Sure it does if the "group" to which you think I'm referring is indeed essentially the same in faith, doctrine and practice with the Apostolic Church from which it is in directly connected in time and space. For that matter, to the extent any "group" holds to the faith, teaching, and practice of the One, Holy, Catholic, and Apostolic Church, to that extent that "group" is true. (Which is why, for example, conservative Baptists, Methodists, Lutherans, COCers, Presbyterians and others who subscribe to Nicene orthodoxy regarding the Person of Christ obviously share much in common with the undivided church and are much closer to the whole truth than the Mormons, JWs, and apostate Jesus Seminar types)
Still, you like them, are putting the cart before the horse, and making your group the standard by which this is judged. When asked to substantiate it, you just come up with a method of projecting the teachings back, and then it cycles arond to your church being the standard. That's what everyone else does, too.
And who determined these new ideas (the new "twists" of older ambiguous expressions) were "out-of-bounds" and not just some fellow believers particular "convictions"? The CHURCH. The CHURCH declared that gnosticism (in it's various guises), adoptionism (in its various forms), modalism, arianism, etc were in fact HERESIES and not just other equally valid theological opinions. How? By recognizing these beliefs deviated from its Tradition--its Scripture, prayers, hymns, rules of faith, and confessions. Theological definitions and creeds thus became more precise with time in response to various heretical stimuli (often coming from opposite directions), and in this way the Church was able to clarify what it had always believed.
You mean the later church, which had already developed a certain way, and was still not free from corruption, though they may have gotten most of the cardinal truths somewhat right.
(Do you actually believe that any prayers and hymns the EOC uses today, not written down in the scripture actually passed all the way down from the apostles?)
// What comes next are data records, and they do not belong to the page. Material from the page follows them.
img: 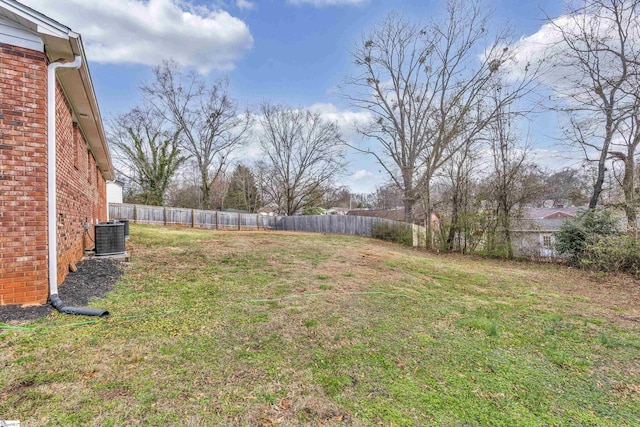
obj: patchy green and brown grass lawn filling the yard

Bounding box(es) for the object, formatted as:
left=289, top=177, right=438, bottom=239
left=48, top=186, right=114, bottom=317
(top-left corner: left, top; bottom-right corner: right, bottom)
left=0, top=226, right=640, bottom=426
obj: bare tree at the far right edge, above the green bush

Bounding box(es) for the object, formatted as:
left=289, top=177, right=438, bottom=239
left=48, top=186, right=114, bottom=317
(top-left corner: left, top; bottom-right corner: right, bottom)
left=550, top=0, right=640, bottom=209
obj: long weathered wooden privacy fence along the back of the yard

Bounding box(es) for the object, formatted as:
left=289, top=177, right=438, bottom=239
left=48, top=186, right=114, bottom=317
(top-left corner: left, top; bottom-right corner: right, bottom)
left=109, top=203, right=425, bottom=246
And take the apostles' word for it they actually encountered someone who physically rose from the dead and aren't trying to pull the wool over our eyes??? After all, the apostles were MEN too, right? Should we trust what the apostles say, or be skeptical? Folks like Dan Brown would say the latter, suggesting that the apostles (and later that 'wascalwy' Catholic church!) suppressed the true nature of Christ and Christianity. Perhaps Brown and his fellow neo-gnostics are right.
That's the difference. They saw Christ risen, and wrote down what they saw. that does not carry over to an institution tha arose a century or more later, building a whole system of ritualistic trappings off of the simple ordinances written down.
No, I don't expect you to take my word for it, just as I didn't take anyone's word for it without investigating the historical claims of the Christ and His Church for myself. The life, death, and resurrection of Jesus of Nazareth is situated in history, as is His visible Church that He established on the Apostles, and both are available to historical investigation.
Nut still, everyonody is claiming that. evryone clains the historicl evidence points to their group. They just use different facets of history.